= Laura Rogers =

British actress

Laura Rogers (born 10 March 1979) is a British actress from Carmarthen, Wales.

==Biography==

Born in Carmarthen, Rogers grew up in nearby Swansea. As a youngster, Rogers was a member of the West Glamorgan Youth Theatre Company and Upland Arts, the Swansea Gilbert and Sullivan society. She studied at the Royal Academy of Dramatic Art (RADA) in London, graduating in 2000.

==Acting roles==
Rogers's highest-profile roles to date have been single mother and former drug addict Sheena Williams in Series 7 of the ITV drama Bad Girls (2005) and Chastity Green in the BAFTA-nominated BBC mini-series The Sins (2000).

On stage, from December 2003 to January 2004, Rogers appeared in Revelations at London's Hampstead Theatre. From April to May 2004, she performed as Mary Yellan in Jamaica Inn at the Salisbury Playhouse. She then appeared in a production of Celestina, which started at the Birmingham Repertory Theatre, moved to the King's Theatre as part of the Edinburgh International Festival, and then returned to Birmingham. In February 2006, she performed as Rosine in the Bristol Old Vic production of The Barber of Seville. Later that year, she returned to the Old Vic as Milady de Winter in Ken Ludwig's adaptation of The Three Musketeers.

Also in 2006, Rogers originated the role of Wing Governor Helen Stewart in Bad Girls: The Musical at West Yorkshire Playhouse in Leeds. She reprised the role in the forthcoming West End production of the show, which ran from August to November 2007. The musical was adapted from the first series of the television show Bad Girls; in 2005, Rogers had appeared in the show's seventh series, portraying a different character than in the musical.

At Shakespeare's Globe Theatre in London, Rogers performed as Helena in A Midsummer Night's Dream (2008), Timandra in Timon of Athens (2008), Celia in As You Like It (2009), and Lady Macbeth in Macbeth (2010).

In 2011, Rogers began performances in the West End production of The 39 Steps, as Annabella Schmidt, Margaret and Pamela (succeeding well-known Wicked actress Dianne Pilkington). In 2014, she played the role of Kay Summersby in the play Pressure at the Royal Lyceum Theatre in Edinburgh and the Chichester Festival. She later joined the play's touring revival in 2018.

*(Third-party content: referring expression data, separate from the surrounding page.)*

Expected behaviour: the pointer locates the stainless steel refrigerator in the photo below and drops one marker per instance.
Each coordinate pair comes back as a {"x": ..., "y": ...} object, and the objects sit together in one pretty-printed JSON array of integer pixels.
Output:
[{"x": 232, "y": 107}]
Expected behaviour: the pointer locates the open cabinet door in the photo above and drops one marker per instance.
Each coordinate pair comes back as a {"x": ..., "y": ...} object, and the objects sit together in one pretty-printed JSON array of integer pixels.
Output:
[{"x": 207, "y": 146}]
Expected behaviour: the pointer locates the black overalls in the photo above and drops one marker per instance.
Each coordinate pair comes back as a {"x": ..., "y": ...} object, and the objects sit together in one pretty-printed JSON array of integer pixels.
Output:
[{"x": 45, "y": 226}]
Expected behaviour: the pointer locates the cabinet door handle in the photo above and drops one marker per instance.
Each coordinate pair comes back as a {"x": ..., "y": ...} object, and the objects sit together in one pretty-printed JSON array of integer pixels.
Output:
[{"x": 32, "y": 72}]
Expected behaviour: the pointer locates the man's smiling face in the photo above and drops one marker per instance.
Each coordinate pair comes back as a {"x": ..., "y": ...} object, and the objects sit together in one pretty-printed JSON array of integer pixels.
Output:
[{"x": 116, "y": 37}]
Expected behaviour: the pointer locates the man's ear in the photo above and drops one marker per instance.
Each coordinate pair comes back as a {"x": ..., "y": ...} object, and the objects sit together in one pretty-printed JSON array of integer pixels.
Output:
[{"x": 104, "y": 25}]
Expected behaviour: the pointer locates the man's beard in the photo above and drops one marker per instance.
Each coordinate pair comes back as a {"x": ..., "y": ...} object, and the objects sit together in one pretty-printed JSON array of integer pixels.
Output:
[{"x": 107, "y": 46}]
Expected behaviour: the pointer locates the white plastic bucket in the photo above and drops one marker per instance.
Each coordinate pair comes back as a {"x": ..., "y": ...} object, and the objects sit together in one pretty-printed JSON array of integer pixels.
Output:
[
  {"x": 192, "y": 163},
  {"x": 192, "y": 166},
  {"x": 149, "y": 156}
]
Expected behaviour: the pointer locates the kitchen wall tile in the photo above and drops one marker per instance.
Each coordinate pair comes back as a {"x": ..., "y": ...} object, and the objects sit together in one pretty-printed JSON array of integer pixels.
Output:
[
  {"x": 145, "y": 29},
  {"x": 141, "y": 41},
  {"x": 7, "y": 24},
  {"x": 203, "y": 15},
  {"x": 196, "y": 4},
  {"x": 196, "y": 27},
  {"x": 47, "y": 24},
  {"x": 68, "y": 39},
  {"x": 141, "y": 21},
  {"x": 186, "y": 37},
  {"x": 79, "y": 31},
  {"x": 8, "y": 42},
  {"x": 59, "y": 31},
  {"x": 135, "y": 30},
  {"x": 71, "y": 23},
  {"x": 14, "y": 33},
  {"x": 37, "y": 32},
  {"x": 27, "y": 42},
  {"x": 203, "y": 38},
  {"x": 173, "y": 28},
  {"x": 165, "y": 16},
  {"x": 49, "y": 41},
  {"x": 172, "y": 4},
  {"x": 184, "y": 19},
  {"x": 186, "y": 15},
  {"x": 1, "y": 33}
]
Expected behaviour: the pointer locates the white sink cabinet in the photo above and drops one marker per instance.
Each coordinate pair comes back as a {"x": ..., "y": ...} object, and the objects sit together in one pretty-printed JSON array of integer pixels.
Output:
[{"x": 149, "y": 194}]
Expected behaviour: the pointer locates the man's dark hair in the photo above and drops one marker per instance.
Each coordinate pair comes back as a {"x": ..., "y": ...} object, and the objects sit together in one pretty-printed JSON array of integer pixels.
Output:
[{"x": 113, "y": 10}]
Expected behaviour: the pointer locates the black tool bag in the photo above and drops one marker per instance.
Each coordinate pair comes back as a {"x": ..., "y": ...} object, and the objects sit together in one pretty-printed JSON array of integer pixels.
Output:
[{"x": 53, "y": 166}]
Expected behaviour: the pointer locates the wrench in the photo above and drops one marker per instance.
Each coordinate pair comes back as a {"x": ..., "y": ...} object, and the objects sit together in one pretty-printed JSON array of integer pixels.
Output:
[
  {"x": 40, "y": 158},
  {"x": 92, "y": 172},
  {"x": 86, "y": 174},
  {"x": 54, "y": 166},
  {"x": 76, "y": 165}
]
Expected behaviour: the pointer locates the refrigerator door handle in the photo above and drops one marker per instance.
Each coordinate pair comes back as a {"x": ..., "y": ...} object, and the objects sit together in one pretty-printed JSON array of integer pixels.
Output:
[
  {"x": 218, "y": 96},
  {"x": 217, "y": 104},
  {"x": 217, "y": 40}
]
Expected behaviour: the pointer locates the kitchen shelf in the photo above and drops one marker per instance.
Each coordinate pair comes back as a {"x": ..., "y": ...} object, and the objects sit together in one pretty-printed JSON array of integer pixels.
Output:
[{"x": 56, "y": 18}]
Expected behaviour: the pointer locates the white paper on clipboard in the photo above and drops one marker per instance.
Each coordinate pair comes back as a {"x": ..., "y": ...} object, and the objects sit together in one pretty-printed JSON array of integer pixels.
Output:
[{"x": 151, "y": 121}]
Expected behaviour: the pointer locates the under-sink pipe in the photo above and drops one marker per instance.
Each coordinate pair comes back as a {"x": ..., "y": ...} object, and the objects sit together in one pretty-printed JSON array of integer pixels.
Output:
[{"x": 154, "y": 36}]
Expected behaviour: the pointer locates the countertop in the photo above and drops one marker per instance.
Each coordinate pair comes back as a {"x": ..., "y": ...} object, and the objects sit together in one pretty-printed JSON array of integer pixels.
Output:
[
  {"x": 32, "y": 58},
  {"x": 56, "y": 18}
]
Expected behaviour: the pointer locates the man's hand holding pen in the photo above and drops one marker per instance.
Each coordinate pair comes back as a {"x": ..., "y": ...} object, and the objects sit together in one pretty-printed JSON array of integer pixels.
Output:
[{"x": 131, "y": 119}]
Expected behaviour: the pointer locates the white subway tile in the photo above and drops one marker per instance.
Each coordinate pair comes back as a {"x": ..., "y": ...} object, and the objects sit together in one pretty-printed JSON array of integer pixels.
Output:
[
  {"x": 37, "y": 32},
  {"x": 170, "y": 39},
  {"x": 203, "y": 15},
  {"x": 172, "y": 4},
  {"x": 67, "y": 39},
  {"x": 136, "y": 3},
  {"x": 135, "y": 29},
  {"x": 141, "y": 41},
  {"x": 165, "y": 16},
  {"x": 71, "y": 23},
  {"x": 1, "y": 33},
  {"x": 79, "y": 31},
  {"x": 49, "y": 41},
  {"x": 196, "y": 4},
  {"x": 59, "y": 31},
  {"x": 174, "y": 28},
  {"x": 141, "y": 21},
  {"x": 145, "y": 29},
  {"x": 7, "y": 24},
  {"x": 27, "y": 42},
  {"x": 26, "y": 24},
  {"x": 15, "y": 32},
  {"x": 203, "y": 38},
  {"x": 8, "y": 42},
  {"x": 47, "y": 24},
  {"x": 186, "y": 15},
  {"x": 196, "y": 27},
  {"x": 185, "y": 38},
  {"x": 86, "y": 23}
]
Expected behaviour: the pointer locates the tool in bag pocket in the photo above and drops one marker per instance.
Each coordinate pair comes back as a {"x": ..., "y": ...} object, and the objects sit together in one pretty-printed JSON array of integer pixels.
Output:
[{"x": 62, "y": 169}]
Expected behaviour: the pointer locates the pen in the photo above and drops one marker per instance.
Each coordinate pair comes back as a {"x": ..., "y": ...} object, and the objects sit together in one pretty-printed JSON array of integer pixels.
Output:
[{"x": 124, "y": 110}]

On television, Rogers appeared in the 2010 Doctor Who Christmas special "A Christmas Carol", alongside Michael Gambon and Katherine Jenkins. She has also made guest appearances in various shows, including Rockface (2002), Doctors (2007, 2010, and 2019), Missing (2010), Dark Matters: Twisted But True (2012), New Tricks (2014), Holby City (2016), and EastEnders (2017). Rogers has also voiced characters in the video games The Witcher 2: Assassins of Kings (2011) and The Witcher 3: Wild Hunt (2015).

In 2023, she appeared as Clementine Churchill in When Winston Went to War with the Wireless by Jack Thorne, premiering at the Donmar Warehouse on 13 June.